Belki de bunu anlatmanın en iyi yolu henüz future (vadeli) piyasanın olmadığı 1830’lu yıllara dönmektir.

BİR DEĞİŞİMİN DOĞUŞU

Modern vadeli ticaretin tarihi 1800’li yılların başlarında Orta Batı’nın sınırında başladı. Chicago’daki ticaretin gelişmesi ve Orta Batı’daki tahıl ticareti buna bağlıydı. Chicago’nun Büyük Göller’deki stratejik konumu, Orta Batı’daki arazilere yakın oluşu, şehrin hızla büyümesine katkıda bulundu ve bir tahıl terminali olarak gelişmesini sağladı. Arz-talep problemleri, ulaşım ve depolama; bununla birlikte düzensiz bir pazarlama problemi, future piyasalarının gelişmesi sonucunu doğurmuştur.
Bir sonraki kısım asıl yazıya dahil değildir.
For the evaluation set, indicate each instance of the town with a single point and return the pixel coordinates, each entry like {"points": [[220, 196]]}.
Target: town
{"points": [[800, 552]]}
Chicago Ticaret Borsası’nın bir tahıl ticareti olarak gelişmesi, bir Pazar yeri olarak merkezileşmesi, 1848 yılında 82 tüccar sayesinde gerçekleşti. Amaçları, şehirde, alıcı ve satıcının rahatlıkla mallarını değiştirebileceği bir ticaret yeri geliştirmekti. Zamanı gelen kontratlarının kullanımı Chicago Ticaret Borsası’nın popülerliğinin artmasını ve bir pazar olarak merkezileşmesini sağlamıştı. Bu kontratlar, tarım ürünlerinin alıcı ve satıcılarına belirli bir malın, karar verilen bir fiyat ve günde, dağıtımının bildirilmesi olanağını veriyordu, bunlar forward kontratlardı.
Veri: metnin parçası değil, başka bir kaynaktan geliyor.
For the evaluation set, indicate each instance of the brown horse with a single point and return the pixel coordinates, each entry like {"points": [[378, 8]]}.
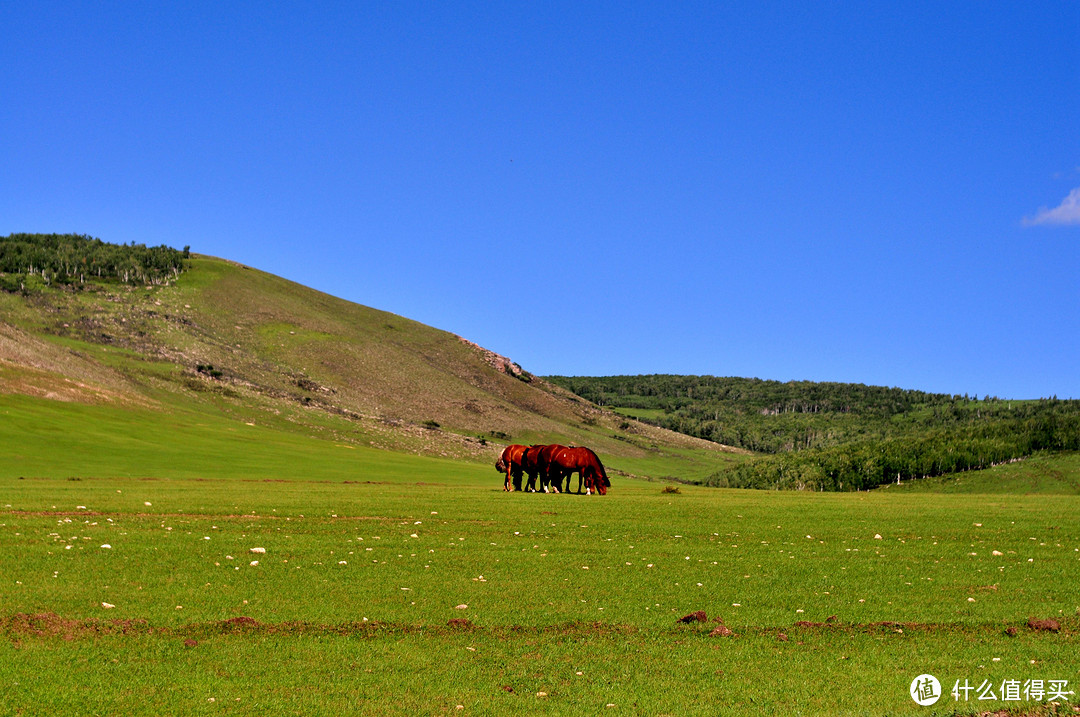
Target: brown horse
{"points": [[585, 463], [536, 462], [550, 479], [510, 462], [530, 465]]}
Bu forward kontratlarını mısır için ilk kullananlar, sonbahar sonu ile kış başlarında çiftçilerden mısır alan nehir tüccarlarıydı. Fakat tüccarlar bu mısırı, gemilerin nem oranının en düşük olduğu zamana ve kanalların buzullardan kurtulmasına kadar depolamak zorundaydılar.

        

Nehir tüccarları, baharda teslim edecekleri tahılların kontratlarını yapmak için Chicago’ya gittiklerinde, kış boyunca depoladıkları mısırın fiyat riskini azaltmanın yolunu arıyorlardı. Bu yolla kendilerine tahıl için bir alıcı ve bir fiyat sağlamış oluyorlardı. İlk kaydedilen mısır kontratı 13 Mart 1851’de 3000 kilo mısır Haziran ayında teslim edilmek üzere yapılmıştır.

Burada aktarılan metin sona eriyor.